Here’s what light, intensely tangy, umami-rich, biologically aged Manzanilla sherry is all about – a first-rate example from leading bodegas Williams & Humbert that stimulates the palate with its pulsating iodine freshness and chamomile charm. Sings of the seaside. Oysters, olives, sashimi or tapas anyone? A steal.


  1. 2022 Cave de l’Ormarine, Villemarin Picpoul de Pinet, Languedoc, France (£9.99, Majestic, majestic.co.uk, 13%)

Made from Piquepoul blanc grapes grown in low-lying vineyards by the Mediterranean, this green-gold, thirst-quenching, lemon zest-zingy, sea breeze-scented Picpoul de Pinet (one of just a handful of varietally named French AOC wines) is a really smart and tasty option for oysters and other bivalves (bonjour, mussels). The distinctive slender bottle has an embossed Languedoc cross. Santé!


  1. 2018 Muscadet Sèvre-et-Maine sur Lie, Comte Leloup du Château de Chasseloir, Cuvée des Ceps Centenaires, Chéreau-Carré, Pays Nantais, Loire, France (£10.95, The Wine Society, thewinesociety.com, 12.5%)

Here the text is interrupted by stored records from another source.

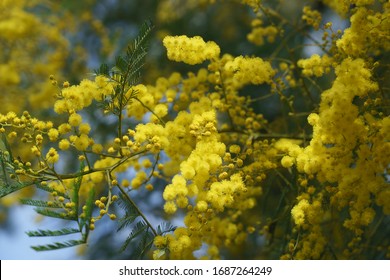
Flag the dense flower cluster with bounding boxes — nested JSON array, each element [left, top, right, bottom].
[[163, 35, 220, 64], [0, 0, 390, 259]]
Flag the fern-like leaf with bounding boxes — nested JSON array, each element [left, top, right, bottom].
[[120, 221, 149, 252], [118, 194, 140, 231], [35, 208, 77, 221], [26, 228, 80, 237], [19, 198, 62, 208], [35, 184, 70, 199], [132, 231, 154, 259], [31, 240, 85, 251], [0, 178, 33, 198], [157, 222, 177, 235]]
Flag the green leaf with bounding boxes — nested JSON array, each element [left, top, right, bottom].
[[26, 228, 80, 237], [31, 240, 85, 251], [35, 208, 77, 221], [19, 198, 62, 208], [118, 194, 140, 231], [35, 184, 70, 199], [157, 222, 177, 235], [0, 178, 34, 198], [79, 188, 95, 234], [133, 231, 154, 259], [120, 221, 149, 252], [95, 64, 110, 76]]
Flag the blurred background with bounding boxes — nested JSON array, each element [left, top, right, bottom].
[[0, 0, 356, 259]]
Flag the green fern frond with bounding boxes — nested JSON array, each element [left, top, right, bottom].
[[95, 63, 110, 76], [132, 231, 154, 259], [120, 221, 149, 252], [31, 240, 85, 251], [19, 198, 62, 208], [79, 188, 95, 232], [0, 178, 34, 198], [26, 228, 80, 237], [118, 194, 140, 231], [157, 222, 177, 235], [35, 184, 70, 199], [34, 208, 77, 221]]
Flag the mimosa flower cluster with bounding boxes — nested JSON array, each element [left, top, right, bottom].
[[0, 0, 390, 259]]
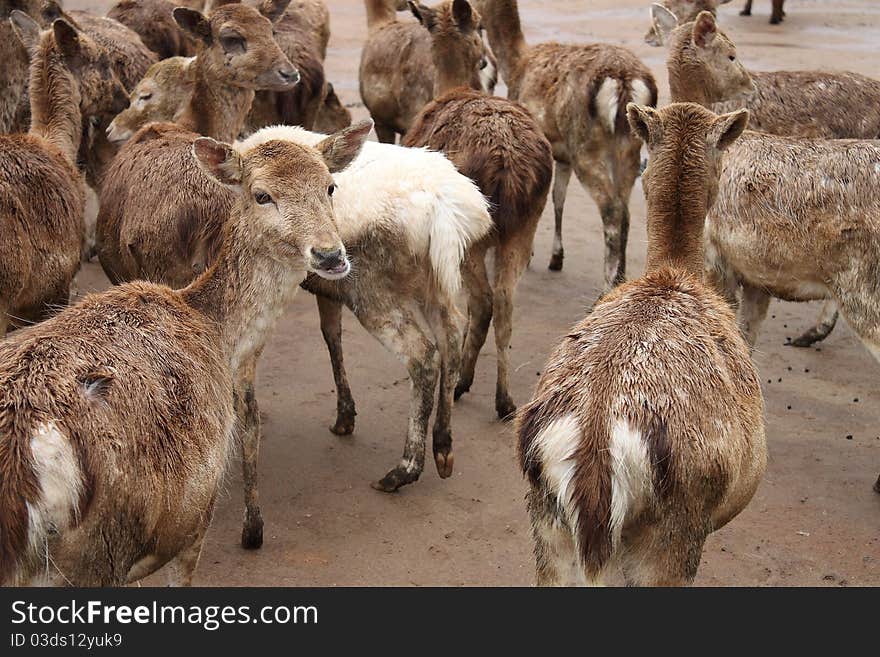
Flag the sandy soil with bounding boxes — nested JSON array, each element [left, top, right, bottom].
[[68, 0, 880, 586]]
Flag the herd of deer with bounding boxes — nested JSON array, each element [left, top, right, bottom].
[[0, 0, 880, 585]]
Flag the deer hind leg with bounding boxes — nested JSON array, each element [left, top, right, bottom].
[[739, 283, 770, 349], [315, 295, 357, 436], [493, 226, 537, 420], [357, 304, 440, 493], [235, 354, 263, 550], [429, 300, 464, 479], [526, 487, 601, 586], [455, 247, 493, 399], [789, 299, 838, 347], [548, 160, 571, 271], [574, 153, 629, 291]]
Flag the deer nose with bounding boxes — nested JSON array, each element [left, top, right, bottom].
[[278, 68, 299, 84]]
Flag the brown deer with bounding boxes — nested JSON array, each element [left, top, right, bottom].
[[739, 0, 785, 25], [476, 0, 657, 289], [517, 103, 767, 586], [97, 0, 298, 287], [0, 125, 366, 586], [651, 5, 880, 347], [667, 14, 880, 492], [107, 0, 196, 59], [0, 10, 125, 338], [358, 0, 496, 144], [403, 0, 553, 419]]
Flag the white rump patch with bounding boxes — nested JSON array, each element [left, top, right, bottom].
[[27, 422, 83, 552], [609, 420, 652, 549], [596, 78, 620, 133], [630, 80, 652, 105]]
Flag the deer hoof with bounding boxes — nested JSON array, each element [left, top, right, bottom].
[[241, 518, 263, 550]]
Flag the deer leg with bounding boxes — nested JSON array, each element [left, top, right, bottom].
[[739, 283, 770, 349], [235, 354, 263, 550], [526, 487, 601, 587], [575, 156, 629, 291], [770, 0, 785, 25], [358, 304, 440, 493], [492, 222, 537, 420], [315, 295, 357, 436], [373, 123, 397, 144], [548, 160, 571, 271], [430, 300, 463, 479], [789, 299, 838, 347], [455, 243, 493, 399]]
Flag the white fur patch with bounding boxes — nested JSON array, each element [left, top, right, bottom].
[[531, 415, 582, 535], [596, 78, 620, 133], [237, 126, 492, 295], [630, 80, 653, 105], [27, 422, 83, 552], [608, 420, 652, 548]]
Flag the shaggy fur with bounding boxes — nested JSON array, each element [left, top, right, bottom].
[[0, 127, 364, 586], [403, 0, 552, 418], [475, 0, 657, 288], [107, 0, 196, 59], [517, 105, 767, 586]]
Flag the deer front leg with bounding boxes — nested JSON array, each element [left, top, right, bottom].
[[235, 354, 263, 550], [548, 160, 571, 271], [358, 304, 440, 493], [315, 295, 357, 436], [789, 299, 838, 347]]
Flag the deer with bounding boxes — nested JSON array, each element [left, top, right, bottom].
[[651, 5, 880, 347], [667, 14, 880, 493], [516, 103, 767, 586], [475, 0, 657, 280], [107, 0, 196, 59], [97, 0, 298, 287], [0, 120, 366, 586], [0, 10, 131, 339], [358, 0, 497, 144], [403, 0, 553, 420], [739, 0, 785, 25]]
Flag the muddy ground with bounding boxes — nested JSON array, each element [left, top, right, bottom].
[[67, 0, 880, 586]]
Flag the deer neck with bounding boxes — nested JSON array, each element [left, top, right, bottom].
[[30, 43, 82, 165], [179, 57, 254, 142], [182, 210, 306, 371], [480, 0, 528, 96], [365, 0, 397, 30], [645, 166, 708, 280]]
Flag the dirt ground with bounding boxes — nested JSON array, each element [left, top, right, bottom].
[[67, 0, 880, 586]]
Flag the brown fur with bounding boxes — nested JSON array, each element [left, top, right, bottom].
[[403, 0, 552, 418], [107, 0, 196, 59], [517, 105, 766, 585], [476, 0, 657, 288], [97, 4, 293, 287], [0, 128, 360, 586]]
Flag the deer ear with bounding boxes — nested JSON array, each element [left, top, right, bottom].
[[315, 119, 373, 173], [260, 0, 290, 23], [626, 103, 663, 145], [52, 18, 82, 61], [651, 2, 678, 46], [707, 109, 749, 151], [693, 11, 718, 48], [409, 0, 437, 32], [452, 0, 477, 34], [171, 7, 212, 45], [192, 137, 243, 191], [9, 9, 40, 58]]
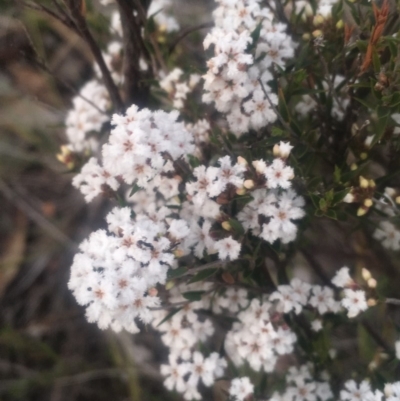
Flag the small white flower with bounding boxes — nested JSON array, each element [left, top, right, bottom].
[[332, 266, 354, 288], [342, 288, 368, 317], [214, 237, 242, 260], [229, 377, 254, 401], [311, 319, 322, 332]]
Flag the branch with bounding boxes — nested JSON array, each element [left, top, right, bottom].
[[65, 0, 124, 111], [21, 1, 79, 33], [168, 22, 214, 54], [0, 178, 77, 252], [116, 0, 152, 107], [20, 21, 108, 115]]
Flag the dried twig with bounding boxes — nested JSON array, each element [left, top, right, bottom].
[[168, 22, 214, 54], [0, 178, 77, 251], [65, 0, 124, 111]]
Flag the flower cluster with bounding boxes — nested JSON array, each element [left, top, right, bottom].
[[73, 106, 194, 202], [203, 0, 294, 135], [68, 208, 189, 333], [160, 68, 201, 109], [65, 80, 110, 152]]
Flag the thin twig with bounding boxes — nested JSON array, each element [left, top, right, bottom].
[[116, 0, 153, 107], [0, 178, 77, 251], [178, 260, 226, 278], [385, 298, 400, 305], [66, 0, 124, 111], [168, 22, 214, 54], [21, 1, 79, 33], [19, 21, 108, 115], [258, 79, 297, 137]]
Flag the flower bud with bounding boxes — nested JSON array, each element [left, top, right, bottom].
[[364, 198, 374, 207], [165, 280, 175, 291], [243, 180, 254, 189], [252, 160, 267, 174], [359, 175, 369, 188], [237, 156, 248, 166], [148, 287, 158, 297], [221, 221, 232, 231], [312, 29, 324, 38], [361, 267, 372, 281], [313, 14, 325, 26], [357, 206, 368, 217], [272, 141, 293, 159], [336, 19, 344, 29], [173, 248, 184, 258], [385, 187, 396, 198], [343, 192, 354, 203]]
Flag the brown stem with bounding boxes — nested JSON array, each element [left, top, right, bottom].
[[117, 0, 155, 107], [168, 22, 214, 54], [65, 0, 124, 111]]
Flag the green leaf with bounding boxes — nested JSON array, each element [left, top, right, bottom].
[[325, 189, 334, 205], [308, 193, 321, 209], [318, 198, 328, 212], [332, 188, 350, 206], [358, 323, 376, 361], [372, 49, 381, 72], [354, 97, 375, 110], [325, 209, 337, 220], [182, 291, 205, 302], [188, 267, 218, 284]]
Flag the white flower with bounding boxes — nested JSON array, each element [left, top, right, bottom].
[[229, 377, 254, 401], [342, 288, 368, 317], [168, 220, 190, 240], [394, 340, 400, 358], [214, 237, 242, 260], [332, 266, 354, 288], [310, 285, 338, 315], [340, 380, 371, 401], [311, 319, 322, 332], [161, 355, 189, 393], [374, 221, 400, 251]]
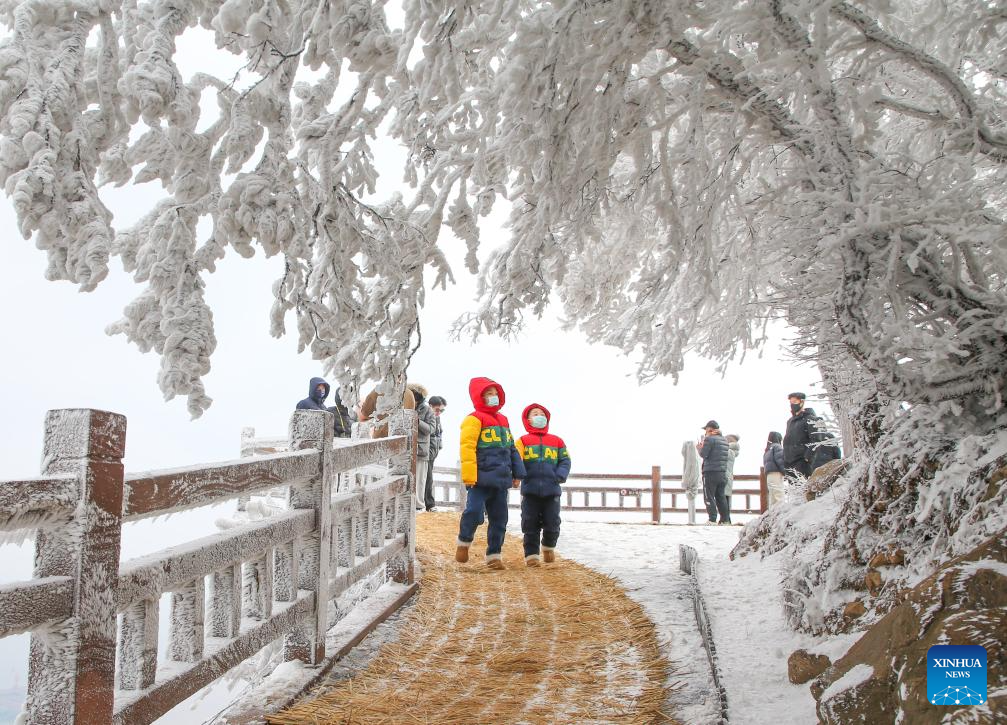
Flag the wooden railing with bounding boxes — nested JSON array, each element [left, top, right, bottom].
[[0, 410, 416, 725], [434, 466, 768, 524]]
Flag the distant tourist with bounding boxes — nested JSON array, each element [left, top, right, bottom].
[[762, 431, 786, 506], [696, 420, 731, 526], [423, 396, 447, 511], [328, 388, 353, 438], [409, 383, 437, 511], [454, 378, 525, 569], [783, 393, 840, 480], [296, 378, 329, 410], [724, 433, 741, 501], [517, 403, 570, 567]]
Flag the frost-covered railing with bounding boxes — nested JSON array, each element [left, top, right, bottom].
[[0, 410, 416, 725], [424, 466, 767, 523]]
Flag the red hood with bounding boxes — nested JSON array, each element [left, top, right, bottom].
[[521, 403, 553, 434], [468, 378, 507, 413]]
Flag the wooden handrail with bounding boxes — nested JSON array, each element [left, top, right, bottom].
[[0, 577, 74, 637], [0, 475, 80, 532], [0, 410, 416, 725]]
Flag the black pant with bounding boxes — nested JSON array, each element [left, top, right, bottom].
[[423, 455, 437, 511], [703, 471, 731, 524], [521, 495, 560, 556]]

Nab this perky, zesty Muscadet, which is made from a patch of 100-year-old Melon de Bourgogne grapes and aged on its yeasty lees. Think subtle sea shells, pithy citrus and green pear fruit, with a soupçon of yeasty pizzazz. Ageing wonderfully, it’s tailor-made for oysters and moules marinières.


  1. 2022 Adega dos Eidos, Eidos de Padriñán Albariño, Galicia, Spain (£16.95, Lea & Sandeman, leaandsandeman.co.uk, 13%)

This sea breezy, floral, saline, seafood-friendly wine is made from Albariño grapes grown on granitic slopes in Padriñán parish, overlooking Sanxenxo, one of the most popular resorts in rainy Rías Baixas, on the southwestern coast of Galicia in northwest Spain. Driven by minerally/citrusy acidity, it’s irresistibly moreish and tastes of briny oyster shells and stone/citrus fruit. Stylish and impeccable to pair with oysters. Lovely Galician drinking.


  1. Co-op Les Pionniers NV Brut Champagne, France (£21.50, Co-op, coop.co.uk, 12%)

This dry champagne by Piper-Heidsieck, produced for the Co-op, offers the best value on the high street with its complex toasty brioche, orchard fruit and bready flavours. Oyster fans will enjoy its lacy, cleansing acidity. Fantastic value.